A tour de rôle, sans oublier de glisser quelques notations bien vues (l’échange entre Ricky fan de Manchester United et un client, supporter des Magpies de Newcastle, est savoureux) Loach va s’attacher à dresser le portrait des quatre membres de la famille Turner. Voici donc Ricky dans sa camionnette, rageant parce qu’il est pris dans les embouteillages, courant dans d’interminables coursives, pestant contre les ascenseurs en panne ou contre le client qui ne veut pas sortir sa pièce d’identité pour récupérer le colis avec son portable… Et, toujours, « enchaîné » à son scanner –son « gun » dans le jargon des livreurs- qui le bippe et le trace, l’empêchant même de pisser. Histoire quand même d’être le type qui fait son chiffre. Et puis il y a Abby, l’épouse avec un cœur gros comme ça, qui bosse dans l’aide à domicile, qui prend des bus pour aller d’une mamie à une autre et qui s’épuise à la tâche, même si elle tient à une règle d’or : « les traiter comme ma mère ».
Liza Jane, la petite dernière, est plutôt bonne à l’école mais elle voudrait que ses parents (qu’elle réveille à 23h30 lorsqu’ils dorment, crevés, sur le canapé devant la télé) cessent de s’engueuler. Passionné de graffitis et adolescent complètement en rébellion, Seb, lui, file un mauvais coton entre l’exclusion temporaire du lycée et le rappel à l’ordre de la police après un larcin. Mais lui aussi aimerait bien que ça aille mieux dans sa famille…
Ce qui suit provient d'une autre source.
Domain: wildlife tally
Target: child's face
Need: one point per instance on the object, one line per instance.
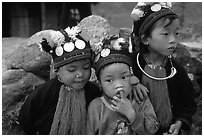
(164, 38)
(75, 74)
(115, 78)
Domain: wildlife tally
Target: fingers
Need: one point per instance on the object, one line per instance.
(122, 95)
(144, 93)
(173, 129)
(140, 95)
(114, 102)
(114, 107)
(135, 96)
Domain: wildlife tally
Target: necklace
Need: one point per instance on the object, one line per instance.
(173, 70)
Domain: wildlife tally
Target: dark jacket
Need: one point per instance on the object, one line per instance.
(37, 113)
(181, 92)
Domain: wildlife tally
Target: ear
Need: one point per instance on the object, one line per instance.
(145, 40)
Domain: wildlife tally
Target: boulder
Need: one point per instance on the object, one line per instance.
(24, 66)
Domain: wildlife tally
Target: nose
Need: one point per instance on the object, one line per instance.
(79, 74)
(172, 39)
(118, 85)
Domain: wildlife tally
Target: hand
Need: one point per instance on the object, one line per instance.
(123, 106)
(174, 128)
(140, 92)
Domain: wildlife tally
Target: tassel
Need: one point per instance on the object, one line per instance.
(134, 80)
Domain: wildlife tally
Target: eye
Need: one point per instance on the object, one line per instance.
(125, 76)
(87, 66)
(178, 34)
(165, 34)
(108, 80)
(71, 69)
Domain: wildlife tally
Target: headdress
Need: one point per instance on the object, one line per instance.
(111, 50)
(66, 46)
(145, 14)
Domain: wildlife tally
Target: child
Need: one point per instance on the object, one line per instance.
(116, 112)
(59, 105)
(156, 32)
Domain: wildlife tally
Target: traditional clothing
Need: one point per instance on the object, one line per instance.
(172, 99)
(102, 120)
(37, 113)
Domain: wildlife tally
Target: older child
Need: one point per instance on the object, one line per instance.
(156, 32)
(117, 112)
(59, 105)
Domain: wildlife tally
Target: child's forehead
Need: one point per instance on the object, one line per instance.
(167, 23)
(116, 67)
(78, 62)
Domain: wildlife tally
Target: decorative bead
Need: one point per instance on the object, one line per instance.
(59, 51)
(105, 52)
(156, 7)
(80, 44)
(68, 47)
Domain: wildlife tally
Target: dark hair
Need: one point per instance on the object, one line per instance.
(137, 42)
(107, 65)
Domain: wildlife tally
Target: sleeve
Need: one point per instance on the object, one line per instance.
(29, 111)
(145, 121)
(184, 105)
(93, 118)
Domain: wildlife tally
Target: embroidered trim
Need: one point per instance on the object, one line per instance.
(106, 103)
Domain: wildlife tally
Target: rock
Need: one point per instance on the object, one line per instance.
(94, 27)
(24, 68)
(16, 85)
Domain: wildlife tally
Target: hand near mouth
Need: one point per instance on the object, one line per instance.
(123, 106)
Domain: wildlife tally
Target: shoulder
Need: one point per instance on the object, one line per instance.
(181, 71)
(95, 106)
(91, 92)
(96, 103)
(46, 90)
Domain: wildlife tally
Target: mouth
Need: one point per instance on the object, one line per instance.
(79, 82)
(118, 93)
(172, 48)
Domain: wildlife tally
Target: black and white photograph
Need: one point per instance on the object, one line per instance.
(101, 68)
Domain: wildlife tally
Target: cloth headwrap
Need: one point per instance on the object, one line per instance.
(145, 14)
(70, 114)
(66, 46)
(158, 95)
(111, 50)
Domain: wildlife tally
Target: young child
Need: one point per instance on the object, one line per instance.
(117, 112)
(59, 105)
(156, 32)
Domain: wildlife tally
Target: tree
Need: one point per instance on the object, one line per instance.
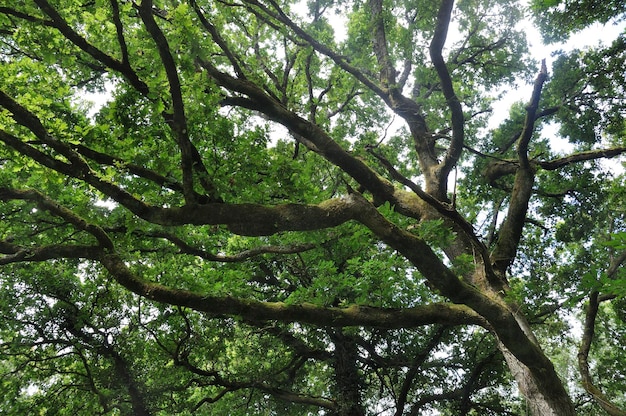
(241, 228)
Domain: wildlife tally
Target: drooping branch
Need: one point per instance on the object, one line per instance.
(122, 67)
(591, 314)
(500, 168)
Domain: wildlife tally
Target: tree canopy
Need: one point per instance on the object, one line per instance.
(290, 208)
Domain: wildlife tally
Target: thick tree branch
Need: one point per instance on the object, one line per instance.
(511, 230)
(583, 356)
(457, 118)
(379, 38)
(178, 122)
(108, 61)
(500, 168)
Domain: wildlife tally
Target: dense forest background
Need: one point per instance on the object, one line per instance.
(311, 208)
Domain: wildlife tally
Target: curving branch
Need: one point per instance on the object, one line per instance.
(178, 121)
(500, 168)
(122, 67)
(454, 104)
(591, 314)
(511, 230)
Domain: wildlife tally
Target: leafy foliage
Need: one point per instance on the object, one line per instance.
(295, 208)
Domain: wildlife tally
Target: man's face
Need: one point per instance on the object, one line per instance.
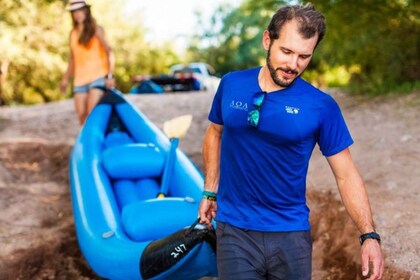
(289, 55)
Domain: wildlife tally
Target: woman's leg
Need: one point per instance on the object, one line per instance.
(93, 98)
(80, 106)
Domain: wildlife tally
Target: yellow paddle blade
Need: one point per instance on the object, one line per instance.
(177, 127)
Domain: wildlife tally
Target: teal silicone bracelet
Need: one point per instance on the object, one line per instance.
(211, 194)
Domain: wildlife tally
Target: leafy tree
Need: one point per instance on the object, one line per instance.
(34, 47)
(370, 45)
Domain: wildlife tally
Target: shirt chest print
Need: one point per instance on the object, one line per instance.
(238, 105)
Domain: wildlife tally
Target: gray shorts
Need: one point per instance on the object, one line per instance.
(246, 254)
(98, 83)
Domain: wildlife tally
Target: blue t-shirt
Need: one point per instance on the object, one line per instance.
(263, 170)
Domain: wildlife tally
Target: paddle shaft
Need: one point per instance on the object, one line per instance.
(168, 169)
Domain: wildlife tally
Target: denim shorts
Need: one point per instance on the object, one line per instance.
(248, 254)
(98, 83)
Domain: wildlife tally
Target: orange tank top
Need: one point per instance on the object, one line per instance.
(90, 62)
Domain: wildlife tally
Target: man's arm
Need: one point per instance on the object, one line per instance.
(355, 199)
(211, 158)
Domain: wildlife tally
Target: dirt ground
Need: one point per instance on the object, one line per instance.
(37, 237)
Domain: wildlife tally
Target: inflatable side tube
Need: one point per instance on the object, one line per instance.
(163, 254)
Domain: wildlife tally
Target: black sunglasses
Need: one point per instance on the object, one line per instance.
(254, 115)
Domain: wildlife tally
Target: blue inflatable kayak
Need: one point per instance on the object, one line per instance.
(123, 229)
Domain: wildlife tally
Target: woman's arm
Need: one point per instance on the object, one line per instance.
(100, 33)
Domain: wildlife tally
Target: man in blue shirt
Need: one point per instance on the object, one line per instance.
(265, 123)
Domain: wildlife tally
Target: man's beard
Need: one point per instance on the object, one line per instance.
(273, 72)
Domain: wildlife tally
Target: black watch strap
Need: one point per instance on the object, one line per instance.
(370, 235)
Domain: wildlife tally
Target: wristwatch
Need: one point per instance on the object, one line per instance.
(370, 235)
(109, 76)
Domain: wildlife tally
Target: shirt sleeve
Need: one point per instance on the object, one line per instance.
(215, 114)
(334, 136)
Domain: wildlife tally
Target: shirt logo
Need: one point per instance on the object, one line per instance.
(291, 110)
(239, 105)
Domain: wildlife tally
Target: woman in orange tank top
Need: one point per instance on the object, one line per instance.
(91, 62)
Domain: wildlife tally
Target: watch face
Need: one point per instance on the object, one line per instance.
(371, 235)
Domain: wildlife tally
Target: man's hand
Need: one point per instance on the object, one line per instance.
(372, 260)
(207, 211)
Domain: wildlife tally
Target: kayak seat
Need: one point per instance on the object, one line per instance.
(133, 161)
(156, 218)
(129, 191)
(117, 138)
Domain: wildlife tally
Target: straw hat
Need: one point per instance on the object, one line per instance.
(76, 5)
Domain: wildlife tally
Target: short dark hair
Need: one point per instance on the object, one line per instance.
(310, 21)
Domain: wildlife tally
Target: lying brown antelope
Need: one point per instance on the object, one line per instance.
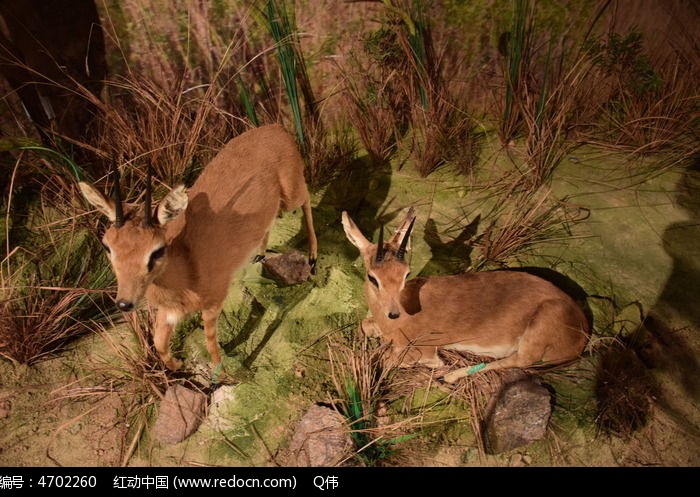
(518, 319)
(183, 256)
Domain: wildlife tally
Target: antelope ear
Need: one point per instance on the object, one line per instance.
(98, 201)
(354, 234)
(172, 205)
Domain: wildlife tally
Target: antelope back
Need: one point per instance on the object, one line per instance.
(385, 265)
Quant à Maloney, le responsable du dépôt de PDF, il fait songer à Jean Renoir lorsqu’il faisait dire à Octave dans La règle du jeu (1939) : « Ce qui est terrible sur cette terre, c’est que tout le monde a ses raisons ». Persuadé d’être le « roi des salauds » qui concentre la haine, la colère, les angoisses des livreurs, il menace Ricky d’un carton rouge parce qu’il lui bousille ses statistiques en passant d’employé modèle à enfoiré de première. Alors quand Ricky réclame une semaine de repos pour s’occuper de son fils…
Après avoir vu Sorry We Missed You, on regarde un peu différemment la personne munie de son « gun » -merci de signer sur le petit écran- qui vient livrer un paquet ou encore sa boîte aux lettres occupée par le colis envoyé par Nespresso (pub gratuite), livraison en 48h… Car Loach a bien posé la question : Ce système est-il viable ? Et il interroge : « Veut-on vraiment un monde dans lequel les gens travaillent avec une telle pression, des répercussions sur leurs amis et leur famille, ainsi qu’un rétrécissement de leur vie ? Ce n’est pas l’échec de l’économie de marché, c’est au contraire une évolution logique du marché, induite par une concurrence sauvage visant à réduire les coûts et à optimiser les bénéfices. Le marché ne se préoccupe pas de notre qualité de vie. Ce qui l’intéresse, c’est de gagner de l’argent, et les deux ne sont pas compatibles. Les travailleurs à faibles revenus, comme Ricky et Abby, ainsi que leur famille, en paient le prix. »
Là, non, on ne parle plus de cinéma.
SORRY WE MISSED YOU Comédie dramatique (Grande-Bretagne – 1h47) de Ken Loach avec Kris Hitchen, Debbie Honeywood, Rhys Stone, Katie Proctor, Ross Brewster, Charlie Richmond, Julian Ions, Sheila Dunkerley. Dans les salles le 23 octobre.